Tout comme les autres programmes d’immigration économique, le Programme d’immigration des entrepreneurs (EMPP) doit fonctionner sans heurts pour les employeurs. Nous avons pris note de leurs préoccupations concernant les délais de traitement et la prévisibilité. Le Programme EMPP a été affecté par le nombre limité de places prévu dans le plan annuel des quotas et par l’arriéré de demandes, ce qui a entraîné de longs délais de traitement. Bien que cette situation soit similaire pour d’autres volets d’immigration économique, les réfugiés ont de la difficulté à satisfaire aux exigences relatives aux permis de travail temporaires qui leur permettraient de commencer à travailler pendant que leur demande de résidence permanente est en cours de traitement. Nous attendons avec intérêt de savoir comment IRCC compte s’attaquer à ce problème, en s’appuyant sur l’évaluation du projet pilote actuellement en cours.

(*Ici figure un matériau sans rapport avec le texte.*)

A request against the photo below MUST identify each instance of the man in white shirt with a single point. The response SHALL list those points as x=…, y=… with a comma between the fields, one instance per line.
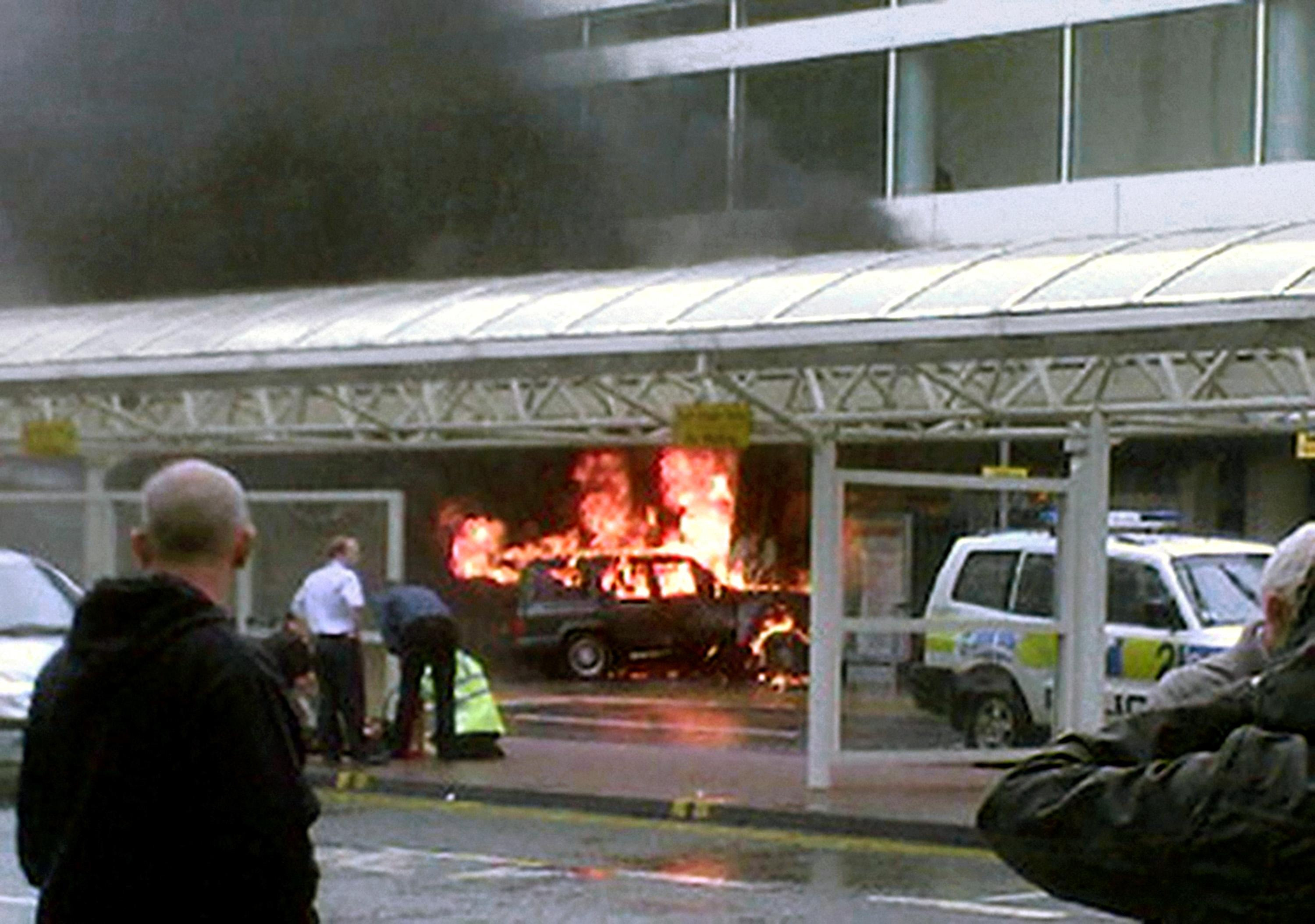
x=332, y=602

Nos propres recherches montrent que le Programme de migration économique pour les réfugiés (EMPP) a donné des résultats. Nos sondages ont révélé que les anciens participants à l’EMPP présentent un taux élevé de rétention auprès de leur employeur et/ou dans leur secteur, et que bon nombre d’entre eux connaissent une progression de carrière. Le HCR a également organisé des groupes de discussion avec d’anciens participants à l’EMPP. Ce qui ressort, c’est leur motivation et leur désir d’investir en eux-mêmes par le biais de la formation continue et du perfectionnement professionnel. Les anciens participants ont exprimé leur gratitude pour cette occasion et recommanderaient à d’autres réfugiés d’immigrer par le biais de l’EMPP.

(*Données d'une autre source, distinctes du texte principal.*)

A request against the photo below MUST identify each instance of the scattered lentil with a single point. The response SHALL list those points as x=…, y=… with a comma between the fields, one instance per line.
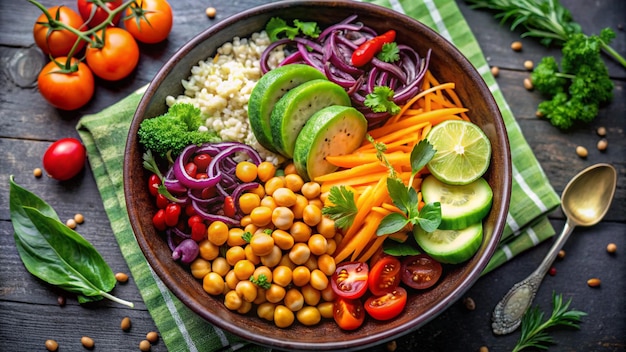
x=71, y=223
x=528, y=84
x=79, y=218
x=593, y=282
x=152, y=336
x=210, y=12
x=144, y=345
x=611, y=248
x=121, y=277
x=125, y=324
x=529, y=65
x=51, y=345
x=87, y=342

Nos recherches ont également révélé que les personnes arrivant dans le cadre du Programme de migration économique (EMPP) ont rencontré des difficultés en matière de reconnaissance des titres de compétences, tout comme les autres immigrants économiques. En collaboration avec ses partenaires, le HCR s’intéresse à la manière dont ces problèmes pourraient être résolus à l’échelle du système plutôt qu’au niveau individuel. Les autorités de réglementation pharmaceutiques de la Nouvelle-Écosse en constituent un excellent exemple. Leur « Jordan Pharmacy Licensure Pathway » (parcours d’autorisation d’exercice en pharmacie pour les Jordaniens) a accéléré l’accès à la pratique pour les immigrants formés en Jordanie, à la suite d’une évaluation approfondie des programmes de formation en pharmacie, de rencontres avec le gouvernement jordanien, ainsi que de l’évaluation et du recrutement des candidats. La première cohorte recrutée dans le cadre de cette initiative, qui travaille désormais comme pharmaciens en Nouvelle-Écosse, comprend 11 réfugiés et 6 ressortissants jordaniens.
Si le Programme EMPP devenait un programme permanent, idéalement avec des délais de traitement plus courts et un nombre important de places disponibles, l’inclusion des réfugiés pourrait être généralisée. Une voie d’immigration fiable pourrait libérer ce potentiel. Elle permettrait aux employeurs à la recherche de groupes de réfugiés qualifiés d’aller de l’avant avec leur recrutement, ou aux organismes de réglementation à la recherche de partenariats systémiques de procéder en toute confiance, sachant que la voie de l’immigration facilitera le processus. Pour notre part, le HCR est convaincu que le prochain infirmier, couvreur ou enseignant en immersion française parmi les réfugiés n’attend que l’occasion de mettre ses compétences à profit et, par la même occasion, de contribuer à répondre aux besoins d’emploi non comblés au Canada.